Des résultats inédits sur l’interaction entre symbiose, reproduction et environnement, portés par des scientifiques de Bordeaux Sciences Agro.

Dans un contexte de réchauffement climatique global, la capacité des organismes à s’adapter rapidement à des conditions environnementales changeantes est devenue un enjeu majeur en biologie. Une récente étude avec les collègues du laboratoire d’Insect Natural Enemies de l’Université de Kyushu, met en lumière un mécanisme d’adaptation encore peu exploré : l’ajustement sexuellement biaisé de la taille des œufs en réponse au stress environnemental, facilité par des bactéries symbiotiques.

L’étude, coordonnée par Midori Tuda (Kyushu University), avec la participation d’Eloïse Leroy (ancienne étudiante GIAP et FAD), Maya Gonzalez et Marie-Pierre Ellies (Bordeaux Sciences Agro), porte sur Callosobruchus chinensis, un coléoptère ravageur des graines de légumineuses, modèle bien connu en écologie évolutive. Ce petit insecte est infecté naturellement par des bactéries du genre Wolbachia, présentes chez plus de la moitié des espèces d’arthropodes terrestres. Ces bactéries, transmises par les femelles, peuvent modifier profondément la reproduction et la physiologie de leur hôte.

L’expérience :

Les chercheurs ont comparé trois lignées de ce coléoptère, avec des statuts d’infection différents (coinfection, infection simple, non-infecté), élevées sous deux types de conditions : environnement standard, et environnement simulant le climat futur (augmentation de la température et du taux de CO₂). Leur objectif : tester si Wolbachia influence l’allocation parentale en modifiant la taille des œufs, en particulier selon le sexe de l’embryon.

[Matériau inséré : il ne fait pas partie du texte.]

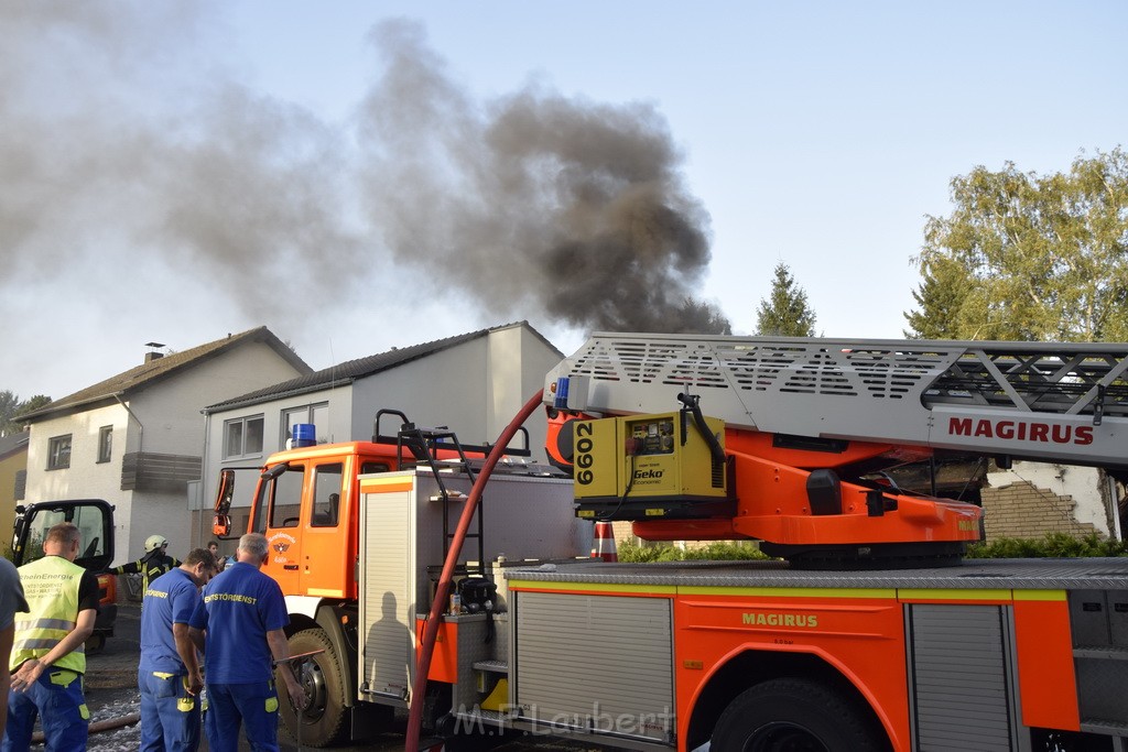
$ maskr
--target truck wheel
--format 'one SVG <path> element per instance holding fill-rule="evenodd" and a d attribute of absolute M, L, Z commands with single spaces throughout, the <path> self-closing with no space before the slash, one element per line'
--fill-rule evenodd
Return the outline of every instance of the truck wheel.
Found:
<path fill-rule="evenodd" d="M 725 752 L 876 752 L 888 749 L 857 704 L 805 679 L 773 679 L 737 696 L 713 729 Z"/>
<path fill-rule="evenodd" d="M 309 705 L 299 716 L 290 705 L 285 682 L 276 681 L 279 713 L 290 736 L 306 746 L 328 746 L 345 728 L 345 682 L 333 644 L 320 629 L 305 629 L 290 637 L 290 655 L 325 651 L 294 664 L 298 682 Z M 300 727 L 299 727 L 300 724 Z"/>

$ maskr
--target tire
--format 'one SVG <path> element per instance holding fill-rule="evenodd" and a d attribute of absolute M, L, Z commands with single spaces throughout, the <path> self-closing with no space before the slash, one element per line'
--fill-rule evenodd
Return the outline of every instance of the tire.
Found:
<path fill-rule="evenodd" d="M 852 698 L 805 679 L 773 679 L 737 696 L 713 729 L 717 752 L 878 752 L 880 729 Z"/>
<path fill-rule="evenodd" d="M 299 716 L 290 705 L 285 682 L 275 680 L 279 714 L 285 729 L 300 746 L 328 746 L 341 741 L 349 710 L 341 661 L 333 643 L 320 629 L 305 629 L 290 637 L 290 655 L 325 651 L 294 663 L 298 682 L 306 690 L 309 706 Z M 300 724 L 300 728 L 299 728 Z"/>

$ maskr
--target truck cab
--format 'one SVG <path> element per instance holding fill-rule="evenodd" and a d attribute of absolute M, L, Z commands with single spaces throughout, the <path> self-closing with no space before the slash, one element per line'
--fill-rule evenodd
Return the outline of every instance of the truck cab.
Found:
<path fill-rule="evenodd" d="M 288 596 L 356 598 L 359 476 L 395 467 L 395 448 L 349 442 L 272 455 L 248 532 L 270 541 L 263 572 Z"/>

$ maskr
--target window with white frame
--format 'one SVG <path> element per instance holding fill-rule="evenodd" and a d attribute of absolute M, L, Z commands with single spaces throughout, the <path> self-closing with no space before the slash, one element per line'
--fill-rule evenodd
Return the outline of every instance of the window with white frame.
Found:
<path fill-rule="evenodd" d="M 223 422 L 223 459 L 263 453 L 263 416 L 248 415 Z"/>
<path fill-rule="evenodd" d="M 114 426 L 98 428 L 98 462 L 108 462 L 114 455 Z"/>
<path fill-rule="evenodd" d="M 317 443 L 324 444 L 329 436 L 329 404 L 302 405 L 282 410 L 282 439 L 280 446 L 285 446 L 288 439 L 293 439 L 293 427 L 299 423 L 311 423 L 317 428 Z"/>
<path fill-rule="evenodd" d="M 71 434 L 54 436 L 47 441 L 47 469 L 61 470 L 70 467 Z"/>

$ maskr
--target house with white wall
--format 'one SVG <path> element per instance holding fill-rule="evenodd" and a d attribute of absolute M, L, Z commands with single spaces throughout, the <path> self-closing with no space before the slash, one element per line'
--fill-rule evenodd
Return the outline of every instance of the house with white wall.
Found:
<path fill-rule="evenodd" d="M 190 550 L 190 484 L 201 477 L 208 405 L 312 369 L 266 327 L 162 355 L 20 417 L 30 426 L 25 501 L 104 498 L 117 564 L 160 533 Z"/>
<path fill-rule="evenodd" d="M 284 449 L 296 424 L 315 425 L 318 443 L 371 441 L 377 412 L 395 409 L 418 427 L 446 426 L 461 443 L 483 444 L 496 440 L 562 357 L 519 321 L 361 357 L 208 406 L 205 501 L 193 542 L 209 538 L 224 468 L 245 469 L 236 474 L 231 517 L 233 530 L 246 530 L 257 476 L 252 468 Z M 531 459 L 544 462 L 544 414 L 525 427 Z M 380 432 L 394 435 L 398 428 L 399 421 L 389 418 Z"/>

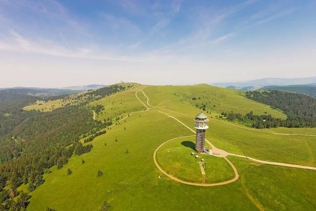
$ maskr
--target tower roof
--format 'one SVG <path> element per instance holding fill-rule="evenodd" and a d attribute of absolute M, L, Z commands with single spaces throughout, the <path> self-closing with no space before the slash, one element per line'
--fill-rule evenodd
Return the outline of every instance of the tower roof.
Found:
<path fill-rule="evenodd" d="M 199 119 L 200 120 L 205 120 L 207 119 L 207 116 L 204 114 L 203 112 L 201 112 L 196 117 L 196 119 Z"/>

Les résultats sont surprenants :

Après deux jours d’exposition au stress climatique, seuls les parents coinfectés augmentent la taille des œufs destinés à donner des mâles. Or, la taille de l’œuf est un déterminant clé de la survie et du développement des jeunes insectes. Les mâles issus de ces gros œufs se développent plus rapidement, ce qui leur confère un avantage compétitif pour l’accouplement. En revanche, ce phénomène n’est pas observé pour les femelles, suggérant un investissement parental différencié selon le sexe — une stratégie adaptative orientée vers la maximisation du succès reproductif à court terme dans un contexte stressant.

Une première dans une espèce à chromosomes sexuels :

Jusque-là, ce type de plasticité sexuellement biaisée était documenté uniquement chez des espèces à déterminisme sexuel haplodiploïde. Cette étude démontre pour la première fois un tel mécanisme chez un insecte avec chromosomes sexuels, ouvrant ainsi de nouvelles perspectives sur les stratégies d’adaptation reproductive influencées par les symbiotes.

Implications multiples :

Ces résultats enrichissent notre compréhension de la plasticité phénotypique face au changement climatique, du rôle des symbioses dans l’évolution, mais aussi des interactions complexes entre facteurs environnementaux et reproduction. Ils pourraient aussi éclairer de nouvelles approches en lutte biologique, notamment en ciblant des symbiotes pour moduler les performances des ravageurs.

L’étude complète sera prochainement publiée dans Scientific Report, une revue publiée par le groupe Nature Publishing Group. Elle s’inscrit dans le cadre des travaux de recherche menés à Bordeaux Sciences Agro sur la durabilité des agroécosystèmes et les mécanismes d’adaptation des espèces aux contraintes anthropiques et elle est issue de la réussite d’une mobilité étudiante à l’Université de Kyushu.